In addition to seasonal factors, spot LNG demand for some Japanese power utilities also increased due to Indonesia’s suspension of exporting coal to meet domestic needs, which disrupted shipping schedule to Japan from January to early-March.
Further tightening the prompt spot LNG market was a magnitude 7.4 earthquake, offshore Fukushima in northern Japan late March 16. The earthquake resulted in the shutdown of a dozen coal, gas, and oil-fired power plants, taking out more than 6 GW power generation capacity.
Utilities situated nearby such as Jera and Tohoku Electric purchased multiple late-March and April delivery charges, which impacted spot demand.
According to Japan’s Ministry of Energy, Trade, and Industry, Japanese LNG inventory for power generation from Feb. 6 to 27 has fluctuated between 163 million mt to 182 million mt, compared to 198 million mt in the last four years.

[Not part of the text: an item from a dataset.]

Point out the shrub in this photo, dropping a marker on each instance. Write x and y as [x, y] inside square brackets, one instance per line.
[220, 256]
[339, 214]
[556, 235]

The levels went down to 147 million mt to 172 million mt from March 6-27.
Supply in the Asia-Pacific was tight in the first three months following lower production from upstream gas fields such as Pegaga, which resulted in Petronas to exercise downward quantity tolerance to Japanese importers.
Meanwhile, a record heatwave that hit western Australia late-January caused a few trips at various LNG liquefaction facilities, resulting in some production loss and delays in loading for cargoes heading to Northeast Asia.
The conflict between Russia and Ukraine since Feb. 24 further raised prices of European gas and LNG in Asia throughout 2022, as several countries avoided buying Russia-origin LNG in the spot market.
From Feb. 21-24, the JKM/TTF discount was 66 cents/MMBtu $1.569/MMBtu, but the spread widened to a discount of $15.1/MMBtu on March 4. Since then, TTF has been hovering above JKM on most days, with May JKM being assessed at $29,249/MMBtu, or minus $3,806/MMBtu, compared to TTF May.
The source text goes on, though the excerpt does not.